Cantates françaises au Festival Ouverture de Semur-en-Auxois
Le répertoire de cantates pour une ou deux voix et petit ensemble, qui a émergé dans les deux premières décennies du XVIIIe siècle, est l'une des gloires du baroque français.
La cantate Médée de Louis-Nicolas Clérambault pousse à l'extrême le modèle de l'alternance des récitatifs et des arias, de rage, à faire trembler les os ("Courons à la vengeance") contrastant avec un air tendre ("L'amour dans ses fers") accompagné par la flûte allemande et le violon (mais sans basse, de sorte que le seul clavecin picore délicatement et exclusivement dans le registre aigu). "Cruelle fille des Enfers" s'impose en pièce maîtresse de l'œuvre, Médée appelant les filles de l'Enfer à punir sa rivale, Créuse, la fille de Créon pour laquelle Jason l'a abandonnée. L'ensemble joue alors de rythmes frémissants et très chromatiques contre les lignes vocales déchiquetées.
La partition de Clérambault s'avère un véhicule remarquable pour les talents musicaux et dramatiques d'Emmanuelle de Negri (connue dans l'univers promu par Les Arts Florissants, mais qui charme dans tous les registres). La soprano déploie des phrasés bien planifiés – certains d'une grande beauté, d'autres, quand il le faut, d'une grande force. Sa performance est marquée par un contrôle complet de l'articulation et de la dynamique, mais c'est sa maîtrise dramatique qui lui assure le contrôle de toute la soirée, donnant une incarnation mémorable de Médée.

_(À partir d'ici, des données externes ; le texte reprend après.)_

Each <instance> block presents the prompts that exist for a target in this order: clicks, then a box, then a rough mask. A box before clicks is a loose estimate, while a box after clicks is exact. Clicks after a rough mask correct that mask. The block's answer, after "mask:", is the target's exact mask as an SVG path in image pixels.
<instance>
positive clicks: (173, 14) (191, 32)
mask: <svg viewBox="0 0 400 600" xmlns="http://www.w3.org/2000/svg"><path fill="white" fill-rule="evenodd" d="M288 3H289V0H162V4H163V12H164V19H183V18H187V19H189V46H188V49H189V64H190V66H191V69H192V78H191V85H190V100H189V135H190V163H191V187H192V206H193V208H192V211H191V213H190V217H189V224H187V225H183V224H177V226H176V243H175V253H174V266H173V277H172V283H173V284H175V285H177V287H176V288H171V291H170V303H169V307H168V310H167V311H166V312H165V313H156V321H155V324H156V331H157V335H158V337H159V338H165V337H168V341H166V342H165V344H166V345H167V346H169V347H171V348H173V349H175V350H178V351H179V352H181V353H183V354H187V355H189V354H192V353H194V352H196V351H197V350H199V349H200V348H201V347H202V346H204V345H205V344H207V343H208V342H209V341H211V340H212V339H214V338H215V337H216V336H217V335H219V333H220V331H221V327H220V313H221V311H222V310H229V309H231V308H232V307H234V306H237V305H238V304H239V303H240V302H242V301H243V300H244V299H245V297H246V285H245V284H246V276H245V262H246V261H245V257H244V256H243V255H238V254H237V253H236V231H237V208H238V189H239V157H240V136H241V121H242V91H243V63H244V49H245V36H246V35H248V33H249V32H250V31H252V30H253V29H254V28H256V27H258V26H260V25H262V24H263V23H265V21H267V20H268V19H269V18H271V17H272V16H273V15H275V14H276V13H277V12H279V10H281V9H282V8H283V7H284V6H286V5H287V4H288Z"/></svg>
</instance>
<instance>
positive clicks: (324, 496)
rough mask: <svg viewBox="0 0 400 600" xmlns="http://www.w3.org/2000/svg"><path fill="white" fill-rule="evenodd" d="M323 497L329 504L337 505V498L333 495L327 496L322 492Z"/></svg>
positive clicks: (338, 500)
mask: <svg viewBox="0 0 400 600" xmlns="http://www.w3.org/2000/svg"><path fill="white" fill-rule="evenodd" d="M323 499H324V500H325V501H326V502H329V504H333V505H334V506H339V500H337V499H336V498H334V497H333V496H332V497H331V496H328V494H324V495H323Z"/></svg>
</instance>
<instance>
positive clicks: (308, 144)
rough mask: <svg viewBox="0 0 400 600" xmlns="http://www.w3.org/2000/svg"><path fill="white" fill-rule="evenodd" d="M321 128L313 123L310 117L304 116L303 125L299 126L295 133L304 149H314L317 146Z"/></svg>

Renato Dolcini ouvre pour sa part le concert avec une interprétation du Mars Jaloux de Jean-Baptiste Stuck. Son baryton est fort à son avantage dans les nombreuses arias de rage virtuose, soutenues par des notes graves assurées et complétées par un doux registre aigu.
Les deux solistes lyriques unissent leurs forces dans l’Héraclite et Démocrite de Stuck, (relativement) plus connu, une juxtaposition comique des tendances stoïciennes et épicuriennes de la philosophie présocratique. Les arias solistes impressionnent mais l'alignement des deux voix complémentaires passionne.
Le concert comprend également le Tombeau de Monsieur de Lully de Jean-Féry Rebel pour l'ensemble instrumental, joué avec la passion et la dignité de son sujet. Le Théâtre du Rempart, avec toute l'intimité de ce lieu seyant à ce répertoire, reçoit le témoignage du public ayant grandement apprécié ce deuxième concert du Festival.